Several retailers noted that a number of brands are planning Dec. 26-blitzes, whether they are promotions — as with Estée Lauder, Lancôme and Clinique purchase-with-purchase offers — or product launches.
“Dec. 26 has become like another holiday,” said Steiner. “It’s very smart to have newness on counter at that time. The 10 days after Christmas have become increasingly important in terms of fourth-quarter business. Late December and January have been very important for treatment and cosmetics launches over the last several years, and that time period is also becoming important now for fragrances. There is so much newness that it’s almost impossible to get it all on counter during one week. After-Christmas activity is more and more important every year, and having new brands to offer newness to our guests — particularly in this time frame — is very critical.”
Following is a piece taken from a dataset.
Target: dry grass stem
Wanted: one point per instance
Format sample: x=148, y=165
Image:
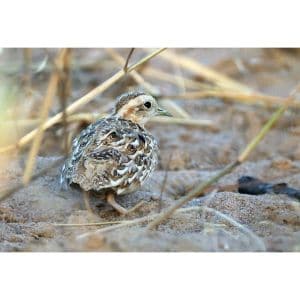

Even magazines are getting into the game — as in the case of Cosmopolitan and Cosmo Girl! magazines, which are again partnering with Macy’s. This year’s version is taking place in the chain’s Union Square door in San Francisco between Dec. 26 and Jan. 1. All customers in the beauty department that day will receive a printed “passport” with vendors’ names. Shoppers get stamps on the booklet from at least three of the participating companies, then are entered to win a prize basket containing all of the products that have won Cosmo’s Beauty Awards in 2003 and Cosmo Girl’s Kiss of Approval Beauty Awards this year. Shoppers spending more than $50 also all receive a tank top bearing the logo “Beauty Queen.”
Last year’s version, which was held at Macy’s Herald Square flagship, reportedly drove double-digit sales gains for many brands, said industry sources.